GEW regt Pakt für junge Lehrer an

Einen „Generationenpakt für Lehrkräftenachwuchs“ in Sachsen-Anhalt hat die GEW dem Finanzminister vorgeschlagen. Lehrer/innen könnten freiwillig in Teilzeit gehen. Die freiwerdende Tätigkeit würde eingesetzt, um neue Stellen zu schaffen, erklärt der Landesvorsitzende Thomas Lippmann die Idee. „Wir wissen, dass viele Kolleginnen und Kollegen Teile ihrer Arbeit abgeben würden, wenn im Interesse der Schülerinnen und Schüler, aber auch des Lehrernachwuchses Neueinstellungen vorgezogen würden“, sagte er.

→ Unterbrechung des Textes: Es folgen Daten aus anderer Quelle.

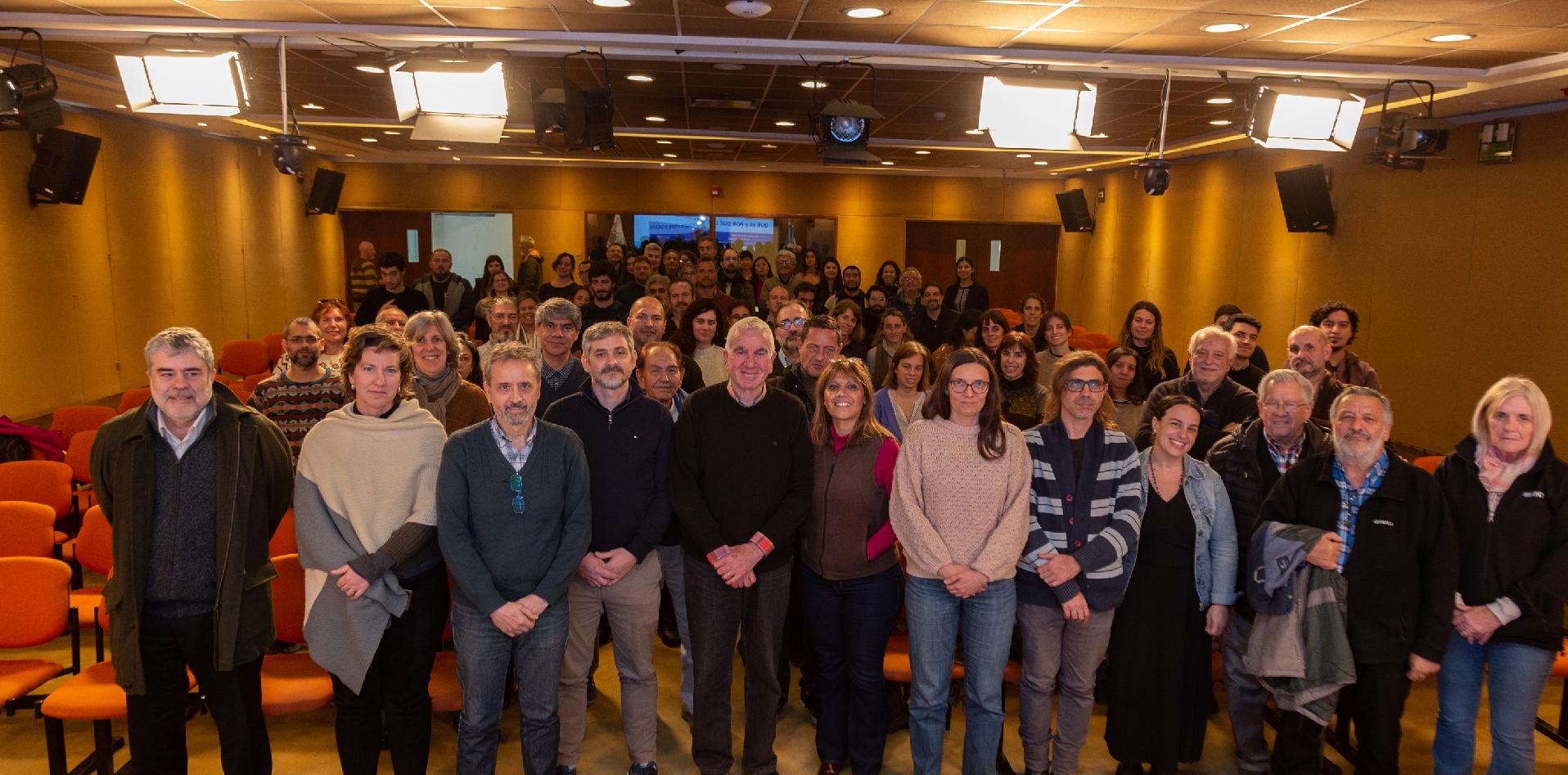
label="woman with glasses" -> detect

Das Interesse an Teilzeit sei groß, weil „bis jetzt ein altersgerechter Übergang in den Ruhestand nicht möglich ist“. Die gesetzlichen und tariflichen Altersteilzeitregelungen sind ausgelaufen. Lippmann begründete seinen Vorschlag mit der abzusehenden Personalentwicklung. Spätestens ab 2013/2014 müssten mindestens zehn Jahre lang 600 bis 800 Stellen pro Jahr neu besetzt werden, weil Lehrkräfte in den Ruhestand gehen. Lippmann greift in dem Vorschlag die Ankündigung der SPD-Fraktionsvorsitzenden Katrin Budde auf. Demnach sollen alle Lehramtsstudierenden eine Referendariatsstelle erhalten. „Wir müssen deshalb
sofort den nächsten Schritt gehen und jedem Absolventen des Referendariats die Übernahme in den Schuldienst ermöglichen“, fordert Lippmann.